Au moment de la communion, cest lunion avec Dieu !
Le curé me demandait d’accompagner le pèlerinage à ND du Laus, le 2 et 3 juin. Je décide de faire moi-même un vrai pèlerinage. A l’arrivée, le samedi, vers 15h, sans perdre de temps, je vais à l’église. Un prêtre attend devant le confessionnal. Effectivement, je sens des odeurs de parfum ; c’est léger, diffus. Je regarde autour de moi : pas de femmes, pas de fleurs, pas d’encaustique, mais ce parfum, léger, diffus. De quelles fleurs ? Impossible à dire. Je vais vite me confesser.
Le lendemain, dimanche, je me pointe à l’ouverture de l’église, à 6h, pour prendre « en douce » de l’huile de la lampe qui brûle dans le sanctuaire. J’avais préparé une petite fiole à cet effet, pour mon frère atteint de la maladie de Burger, une artérite juvénile oblitérante. En entrant dans l’église, je retrouve ce parfum de la veille, léger, diffus. Alors là, je prends mon temps. Je respire à fond. Je prélève un peu d’huile. Evidemment, par maladresse, je m’en mets plein les mains que j’essuie à ma chemise, sous la soutane. Je quitte l’église pour aller boire un café et m’assurer que je ne rêve pas. Je reviens devant l’autel. Toujours ce parfum.

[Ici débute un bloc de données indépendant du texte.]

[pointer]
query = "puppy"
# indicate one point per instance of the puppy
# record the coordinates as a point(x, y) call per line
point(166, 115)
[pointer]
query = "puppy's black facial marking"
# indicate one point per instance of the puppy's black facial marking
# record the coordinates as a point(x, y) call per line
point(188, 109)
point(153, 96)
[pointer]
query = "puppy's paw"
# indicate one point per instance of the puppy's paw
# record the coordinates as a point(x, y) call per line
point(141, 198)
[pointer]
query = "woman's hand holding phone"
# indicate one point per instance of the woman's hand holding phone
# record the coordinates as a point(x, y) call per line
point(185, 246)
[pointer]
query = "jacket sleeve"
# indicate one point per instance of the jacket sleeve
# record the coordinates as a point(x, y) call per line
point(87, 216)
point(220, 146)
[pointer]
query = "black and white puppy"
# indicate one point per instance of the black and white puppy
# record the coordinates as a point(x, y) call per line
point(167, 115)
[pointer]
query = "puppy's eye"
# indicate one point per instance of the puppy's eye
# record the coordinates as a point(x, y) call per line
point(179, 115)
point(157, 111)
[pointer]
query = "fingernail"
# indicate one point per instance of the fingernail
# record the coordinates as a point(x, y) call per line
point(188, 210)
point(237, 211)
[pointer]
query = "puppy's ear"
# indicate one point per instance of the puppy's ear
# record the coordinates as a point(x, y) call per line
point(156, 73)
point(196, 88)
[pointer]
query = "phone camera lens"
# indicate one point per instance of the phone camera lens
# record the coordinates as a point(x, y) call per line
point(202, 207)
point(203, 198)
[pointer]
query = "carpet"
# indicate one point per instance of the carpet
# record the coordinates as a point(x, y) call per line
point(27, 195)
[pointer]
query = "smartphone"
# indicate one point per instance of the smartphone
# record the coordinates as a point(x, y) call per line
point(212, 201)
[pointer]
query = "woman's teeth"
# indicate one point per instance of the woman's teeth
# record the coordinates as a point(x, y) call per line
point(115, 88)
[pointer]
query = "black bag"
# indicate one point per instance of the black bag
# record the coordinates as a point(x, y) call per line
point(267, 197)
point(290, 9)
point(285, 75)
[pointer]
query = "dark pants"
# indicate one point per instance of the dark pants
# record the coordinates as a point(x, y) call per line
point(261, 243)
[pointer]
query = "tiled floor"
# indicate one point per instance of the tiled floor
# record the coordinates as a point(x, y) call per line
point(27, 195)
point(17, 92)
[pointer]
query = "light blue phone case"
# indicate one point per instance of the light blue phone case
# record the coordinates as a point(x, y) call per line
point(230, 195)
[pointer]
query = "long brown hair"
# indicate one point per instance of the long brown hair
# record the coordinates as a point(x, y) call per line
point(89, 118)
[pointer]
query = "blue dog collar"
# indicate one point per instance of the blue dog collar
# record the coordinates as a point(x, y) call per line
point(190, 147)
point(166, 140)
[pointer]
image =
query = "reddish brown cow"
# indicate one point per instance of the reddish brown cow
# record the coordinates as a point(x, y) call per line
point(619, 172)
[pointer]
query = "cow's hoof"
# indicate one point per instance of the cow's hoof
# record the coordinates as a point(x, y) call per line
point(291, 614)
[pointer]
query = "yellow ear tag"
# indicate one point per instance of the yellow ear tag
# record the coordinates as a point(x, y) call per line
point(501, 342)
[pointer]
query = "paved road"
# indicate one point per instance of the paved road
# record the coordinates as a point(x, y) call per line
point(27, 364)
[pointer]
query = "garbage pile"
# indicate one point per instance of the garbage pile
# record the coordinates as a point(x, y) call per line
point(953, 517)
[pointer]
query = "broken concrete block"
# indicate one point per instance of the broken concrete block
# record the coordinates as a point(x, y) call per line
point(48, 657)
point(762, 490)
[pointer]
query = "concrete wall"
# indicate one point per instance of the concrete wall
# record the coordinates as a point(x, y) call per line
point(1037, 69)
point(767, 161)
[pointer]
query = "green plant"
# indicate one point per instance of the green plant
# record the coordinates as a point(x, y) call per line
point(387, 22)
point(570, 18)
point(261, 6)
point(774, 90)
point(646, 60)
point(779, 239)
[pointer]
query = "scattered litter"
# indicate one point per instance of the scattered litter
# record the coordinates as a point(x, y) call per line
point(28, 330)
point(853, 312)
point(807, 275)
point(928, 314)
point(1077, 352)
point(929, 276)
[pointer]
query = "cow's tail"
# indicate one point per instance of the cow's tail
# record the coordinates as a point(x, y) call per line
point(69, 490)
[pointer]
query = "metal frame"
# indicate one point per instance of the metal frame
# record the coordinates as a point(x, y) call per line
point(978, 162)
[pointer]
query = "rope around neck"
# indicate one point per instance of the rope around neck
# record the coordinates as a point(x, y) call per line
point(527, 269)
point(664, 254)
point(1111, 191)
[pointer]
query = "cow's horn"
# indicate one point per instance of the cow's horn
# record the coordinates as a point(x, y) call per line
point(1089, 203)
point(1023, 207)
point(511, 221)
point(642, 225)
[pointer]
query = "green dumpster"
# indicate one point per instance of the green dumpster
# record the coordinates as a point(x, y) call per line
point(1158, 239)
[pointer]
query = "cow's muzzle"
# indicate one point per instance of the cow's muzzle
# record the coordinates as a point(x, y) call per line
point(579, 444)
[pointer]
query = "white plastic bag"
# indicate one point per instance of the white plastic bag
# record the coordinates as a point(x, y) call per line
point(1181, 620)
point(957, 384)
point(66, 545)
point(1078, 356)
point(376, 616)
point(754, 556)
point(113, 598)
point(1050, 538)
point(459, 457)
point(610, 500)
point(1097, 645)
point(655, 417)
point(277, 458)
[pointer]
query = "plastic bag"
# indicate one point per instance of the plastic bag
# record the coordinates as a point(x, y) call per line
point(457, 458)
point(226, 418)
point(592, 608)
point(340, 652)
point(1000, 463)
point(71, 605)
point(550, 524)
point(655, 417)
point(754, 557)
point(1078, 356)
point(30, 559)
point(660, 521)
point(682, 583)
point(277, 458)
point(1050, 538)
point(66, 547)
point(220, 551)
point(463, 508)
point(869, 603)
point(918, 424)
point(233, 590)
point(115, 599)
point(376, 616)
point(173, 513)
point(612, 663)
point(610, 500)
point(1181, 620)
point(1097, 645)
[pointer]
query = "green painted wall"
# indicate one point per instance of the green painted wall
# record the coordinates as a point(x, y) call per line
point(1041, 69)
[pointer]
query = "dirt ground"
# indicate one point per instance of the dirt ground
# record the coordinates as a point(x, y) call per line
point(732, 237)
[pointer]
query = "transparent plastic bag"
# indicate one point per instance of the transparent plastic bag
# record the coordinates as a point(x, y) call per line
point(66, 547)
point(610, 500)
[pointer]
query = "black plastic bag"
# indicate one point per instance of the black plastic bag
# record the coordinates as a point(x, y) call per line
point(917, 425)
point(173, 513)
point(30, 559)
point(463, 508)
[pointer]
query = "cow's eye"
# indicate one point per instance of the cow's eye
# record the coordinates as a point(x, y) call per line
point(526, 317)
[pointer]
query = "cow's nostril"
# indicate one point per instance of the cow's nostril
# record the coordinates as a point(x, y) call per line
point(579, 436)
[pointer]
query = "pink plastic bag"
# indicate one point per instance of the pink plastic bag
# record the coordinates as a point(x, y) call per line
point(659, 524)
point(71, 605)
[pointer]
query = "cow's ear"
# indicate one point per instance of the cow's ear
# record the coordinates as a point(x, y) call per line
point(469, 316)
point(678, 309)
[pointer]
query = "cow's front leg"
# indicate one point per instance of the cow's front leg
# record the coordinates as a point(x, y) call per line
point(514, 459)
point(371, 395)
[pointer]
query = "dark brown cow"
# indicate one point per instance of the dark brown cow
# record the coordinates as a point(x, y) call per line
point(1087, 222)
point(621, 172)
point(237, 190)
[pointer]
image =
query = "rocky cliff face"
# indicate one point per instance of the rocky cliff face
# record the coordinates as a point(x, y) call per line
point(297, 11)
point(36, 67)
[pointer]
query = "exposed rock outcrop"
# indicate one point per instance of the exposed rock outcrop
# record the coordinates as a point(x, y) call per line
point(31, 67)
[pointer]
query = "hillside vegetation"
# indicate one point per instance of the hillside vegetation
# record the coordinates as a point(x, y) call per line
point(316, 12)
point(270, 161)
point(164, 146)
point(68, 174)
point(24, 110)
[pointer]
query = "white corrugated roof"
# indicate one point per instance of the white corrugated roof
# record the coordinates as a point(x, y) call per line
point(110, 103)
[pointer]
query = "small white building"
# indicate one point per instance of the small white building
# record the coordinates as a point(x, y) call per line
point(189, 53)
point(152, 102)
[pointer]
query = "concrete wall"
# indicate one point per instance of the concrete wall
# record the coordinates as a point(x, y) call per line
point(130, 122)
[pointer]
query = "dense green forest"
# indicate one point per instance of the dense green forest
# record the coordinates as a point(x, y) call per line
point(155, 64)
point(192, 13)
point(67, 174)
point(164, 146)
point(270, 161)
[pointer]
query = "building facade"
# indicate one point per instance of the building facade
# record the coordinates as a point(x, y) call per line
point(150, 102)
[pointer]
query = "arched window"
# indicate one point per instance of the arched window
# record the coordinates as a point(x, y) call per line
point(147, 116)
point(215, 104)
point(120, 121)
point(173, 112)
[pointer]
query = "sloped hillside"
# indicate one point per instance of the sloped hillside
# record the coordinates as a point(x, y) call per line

A 8h, messe du pèlerinage avec prédication. Toujours le même parfum. Arrive la partie de la messe appelée « la communion ». Au moment où je découvre le calice, des bouffées violentes de parfums sortent du calice et me coupent le souffle, m’obligeant à respirer plusieurs fois par saccades. La « violence » et le « volume » de ces bouffées de parfums persistèrent jusqu’à la fermeture de la porte du Tabernacle, après la distribution de la communion , pour redevenir, comme avant, ce parfum léger, subtil que je retrouverai chaque fois que je serai dans l’église. Au cours de mes promenades, j’ai eu beau respirer la nature , je n’ai jamais retrouvé cette odeur de parfum.
Maintenant, il est 14 heures. Retour à Marseille. Je suis assis à l’arrière du car. Je me surprends à avoir les bras croisés appuyant sur ma poitrine. Car depuis des années, une douleur persistante sur le côté droit m’interdisais ce geste et me réveillait toutes les nuits. La médecine a cherché l’origine de cette douleur sans trouver. Je vivais donc avec la salutaire pensée de ma mort.
Brusquement, je me dis : mais, ce matin, tu t’es essuyé les mains sur ta chemise de ce côté droit avec l’huile de la lampe qui brûle dans le sanctuaire. Holà ! Doucement coco ! on va voir cette nuit. Si la douleur a réellement et définitivement disparue, alors, c’est qu’au Laus tout est vrai : les parfums et l’huile qui brûle dans la lampe devant le Saint Sacrement qui guérit.
Eh bien, je le dis, par expérience : au Laus tout est vrai… Merci, Seigneur.